Specifically for fair-scheduling, you need a way to essentially support cooperative multitasking semantics, via some scheduler, or by introducing yield-points where it makes sense, where you yield to another ready/runnable task depending on priority semantics(that should take into account the time the task has been waiting for its turn – see the various LK scheduler algorithms, for example). To accomplish that though, you either need to only be able to yield at predefined/specific code paths, otherwise you 'd need coroutines, each with its own stack, where you can save/restore registers (including stack pointer, EIP, etc), which means you can yield from anywhere as opposed to only where you have a continuation that can be used for that purpose. In other words, if you have a loop with N iterations, and you want to interface with some scheduler to determine if you need to yield to another ready task anywhere within that loop code-block, it won’t work without “real” coroutines, unless you otherwise “abuse” the continuations facilities, so to speak.

There are trade-offs with every choice we make of course.
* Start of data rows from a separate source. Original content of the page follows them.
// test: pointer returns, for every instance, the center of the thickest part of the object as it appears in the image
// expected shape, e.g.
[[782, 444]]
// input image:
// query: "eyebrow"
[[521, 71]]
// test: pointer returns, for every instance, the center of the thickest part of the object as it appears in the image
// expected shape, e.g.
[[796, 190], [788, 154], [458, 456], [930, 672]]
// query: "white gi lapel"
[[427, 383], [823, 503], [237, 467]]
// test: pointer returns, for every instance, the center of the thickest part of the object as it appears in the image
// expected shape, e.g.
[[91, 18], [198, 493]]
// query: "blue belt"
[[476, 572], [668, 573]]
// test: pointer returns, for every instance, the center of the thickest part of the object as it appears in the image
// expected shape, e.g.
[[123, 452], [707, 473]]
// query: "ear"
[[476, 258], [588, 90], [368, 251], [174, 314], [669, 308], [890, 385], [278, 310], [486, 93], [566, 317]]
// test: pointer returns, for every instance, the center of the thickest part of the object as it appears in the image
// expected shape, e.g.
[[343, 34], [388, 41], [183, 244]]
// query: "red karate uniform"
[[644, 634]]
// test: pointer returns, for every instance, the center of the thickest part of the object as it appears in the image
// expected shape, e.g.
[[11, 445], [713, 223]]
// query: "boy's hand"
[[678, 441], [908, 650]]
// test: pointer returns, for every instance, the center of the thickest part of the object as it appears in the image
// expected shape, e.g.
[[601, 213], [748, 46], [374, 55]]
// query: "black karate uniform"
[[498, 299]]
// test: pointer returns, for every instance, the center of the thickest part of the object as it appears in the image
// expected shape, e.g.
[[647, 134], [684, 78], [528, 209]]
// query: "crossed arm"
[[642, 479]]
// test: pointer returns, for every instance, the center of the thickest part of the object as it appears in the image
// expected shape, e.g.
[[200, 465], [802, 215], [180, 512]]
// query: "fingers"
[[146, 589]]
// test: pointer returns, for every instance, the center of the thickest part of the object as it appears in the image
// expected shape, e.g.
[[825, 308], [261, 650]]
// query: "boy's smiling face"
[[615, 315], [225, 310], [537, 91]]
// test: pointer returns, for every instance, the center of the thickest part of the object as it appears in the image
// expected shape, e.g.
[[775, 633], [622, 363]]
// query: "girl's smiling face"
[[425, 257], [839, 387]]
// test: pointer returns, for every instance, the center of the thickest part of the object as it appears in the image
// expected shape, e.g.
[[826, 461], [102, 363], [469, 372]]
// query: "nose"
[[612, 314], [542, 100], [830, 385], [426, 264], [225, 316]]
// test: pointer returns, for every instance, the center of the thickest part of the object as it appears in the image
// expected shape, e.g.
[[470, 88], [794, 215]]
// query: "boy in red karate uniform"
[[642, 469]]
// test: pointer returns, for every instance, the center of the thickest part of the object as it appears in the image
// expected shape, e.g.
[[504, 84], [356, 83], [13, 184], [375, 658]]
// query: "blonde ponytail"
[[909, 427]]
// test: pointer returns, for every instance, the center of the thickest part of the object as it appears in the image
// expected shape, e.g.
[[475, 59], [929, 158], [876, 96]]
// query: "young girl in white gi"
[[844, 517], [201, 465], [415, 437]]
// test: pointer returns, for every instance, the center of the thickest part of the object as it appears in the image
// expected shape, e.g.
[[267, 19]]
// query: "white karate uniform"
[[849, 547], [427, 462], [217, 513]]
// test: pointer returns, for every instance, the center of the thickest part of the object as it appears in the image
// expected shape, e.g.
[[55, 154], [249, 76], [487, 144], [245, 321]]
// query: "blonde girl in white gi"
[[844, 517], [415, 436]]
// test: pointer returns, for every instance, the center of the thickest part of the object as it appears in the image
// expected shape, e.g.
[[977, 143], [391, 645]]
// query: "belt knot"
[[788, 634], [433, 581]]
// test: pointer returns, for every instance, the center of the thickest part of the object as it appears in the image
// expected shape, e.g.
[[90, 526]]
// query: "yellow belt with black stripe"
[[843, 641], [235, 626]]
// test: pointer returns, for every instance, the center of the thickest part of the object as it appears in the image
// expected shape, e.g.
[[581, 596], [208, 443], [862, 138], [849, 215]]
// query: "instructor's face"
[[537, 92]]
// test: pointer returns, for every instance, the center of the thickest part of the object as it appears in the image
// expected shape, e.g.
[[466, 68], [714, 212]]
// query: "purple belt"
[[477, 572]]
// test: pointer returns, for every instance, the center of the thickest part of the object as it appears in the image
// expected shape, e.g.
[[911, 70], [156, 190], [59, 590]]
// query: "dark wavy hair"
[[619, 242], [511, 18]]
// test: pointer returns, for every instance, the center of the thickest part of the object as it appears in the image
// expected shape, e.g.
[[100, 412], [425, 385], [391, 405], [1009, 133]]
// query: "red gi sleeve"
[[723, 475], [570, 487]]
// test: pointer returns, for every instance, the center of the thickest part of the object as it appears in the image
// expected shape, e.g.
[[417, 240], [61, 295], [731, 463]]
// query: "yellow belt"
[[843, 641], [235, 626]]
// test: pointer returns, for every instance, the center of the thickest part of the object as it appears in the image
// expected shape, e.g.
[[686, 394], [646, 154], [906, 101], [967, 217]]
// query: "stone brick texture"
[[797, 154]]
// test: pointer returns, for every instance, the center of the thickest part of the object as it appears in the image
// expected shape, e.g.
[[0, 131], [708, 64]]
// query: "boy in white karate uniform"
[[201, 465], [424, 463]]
Coroutines require their own stack (well, there are stackless coroutines but those are different constructs with all kinds of limitations), and context-switching (which against involves storing and restoring CPU registers) is far, far more expensive than an indirect call (which is what FDB does).

I think the FDB design is brilliant and I am looking forward to spending more time studying the codebase :slight_smile:

(David Scherer) #7

Relative to implementations of async/await in other languages, a very nice feature of flow is automatic cancellation when the future returned by an actor is discarded. This is easy for us to do because C++, not being garbage collected, runs destructors in a predictable way. When an actor is cancelled, the wait statement it is executing throws an exception and the call stack of the actor unwinds, destroying and canceling futures it is holding in turn. So the common case of recursively canceling a “call tree” of actors, and indeed many other cases, work effortlessly and correctly. There is so little code dealing explicitly with cancellation that you could miss that it is a feature!